LAB #2: Threshold
A public performance series proposed by Christina Anna Trutiak
ARTISTS
Isaak Fong
lwrds duniam
Tess Martens
Staircases vary in shape and size and reflect the architectural and cultural norms of their time. Symbolically, a staircase suggests a continuum for human growth that unites two things; places, ideas or states of being. Stairs feature a duality; they can act as a passage facilitator or a major barrier; an aesthetic delight or a spine-chilling obstacle.
Threshold is a site-specific performance series that invites emerging performance artists to choose a staircase in Toronto and to develop a performance in reflection to this transitional space.
A staircase’s inherent uncertainty and duality will provide a context for progressive actions, interesting dialogues and images for the audience and for the performers themselves. Depending on their context, location, materiality and function; there is a dependence in which our mind and body considers while walking on stairs. We must imbue a sense of trust. The action and option of ascending and descending on a structure integrates a decision that the performer is driven to make in contrast to a monospace of horizontal descent.
The staircase is an odd, fluid and queer space that exists as a threshold for human growth.
Threshold features solo performances representing autonomy within a larger system of interconnectivity.

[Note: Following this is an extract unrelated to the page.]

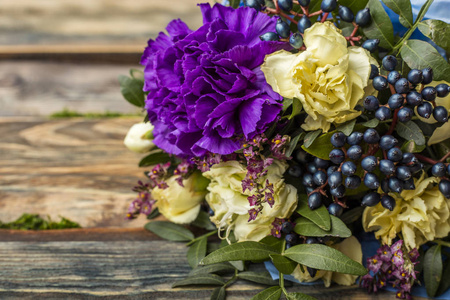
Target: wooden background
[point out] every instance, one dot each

These transitional spaces bridge gaps toward other destinations.
A certain step may change things.
A certain step may evoke something new.
One action will lead to another.
PROGRAM DETAILS

lwrds duniam
Date: Sunday, April 13
Start time: 3:00pm
Duration: 1 hour
Location: 1755 Lake Shore Blvd West, Toronto, M6S 5A3
Sunnyside Park revetment steps, adjacent to the boardwalk south of Gus Ryder outdoor pool. Intersection of Parkside Drive & Lake Shore Boulevard West.
I often dream of stairs surrounded by bodies of water. There are spiritual interpretations for staircases that consider them symbolic for life’s journeys and the cyclical nature of death and rebirth. oneiric, atemporal, sanctuary space is a site-specific land-based performance dreamscape, collaborating with the energies of the stones in relationship to the lake, tapping into their memories, and connecting my body to the magic of the water and land.

Isaak Fong
Date: Saturday, April 19
Start Time: 9:00am
Duration: 25 minutes
Location: Harbord Street Bridge, Harbord Street & Grace Street, 400 Grace St, Toronto, M6G 3A9
Performance consists of a 10-minute field study presentation followed by a 15-minute performance. After the performance, audience is invited to join in walking the route of Garrison Creek with the artist and other “walking collaborators” to the creek head at Lake Ontario near old Fort York (approximate walk duration 1.5 hours).
A field study where artist Isaak Fong performs the role of para-anthropologist/eighteenth-century log driver to facilitate a group “re-excavation” of The Lost Giant Steps buried along the western abutment of the Harbord Street Bridge to break up the “Log Jams” that conceal the City’s buried hydrology.

Tess Martens
Date: Saturday, April 26
Start Time: 9:00am
Duration: 1 to 3 hours
Location: Baldwin Steps, Davenport Road & Spadina Road, 486 Davenport Road, Toronto, M5R 2V3
Whether it be daily workdays or nightly parties, I grind. The travel to work 9-5 grind. The nightclub genital grind. Grind on stairwell railings with a skateboard just like Tony Hawk’s video game. In this performance, I will be climbing the Toronto Baldwin Park steps and sliding down the railing until I get too tired or my vagina hurts from the “pole burn”. After each grind, using sanitary wipes to clean the public railings. Showing the play and leisure of sliding down the railings and the work and labour of cleaning afterwards. I will wear a women’s suit with a skirt and pink underwear to be a working 9-5 woman. Bridget Jones’ famous scene where a camera catches her sliding down a fire pole and the audience can see her knickers will be references. I will play Dolly Parton’s Working 9 to 5 on repeat on a boombox. Grinding 9-5 is a feminist and humorous performance about work and leisure with an absurdist take.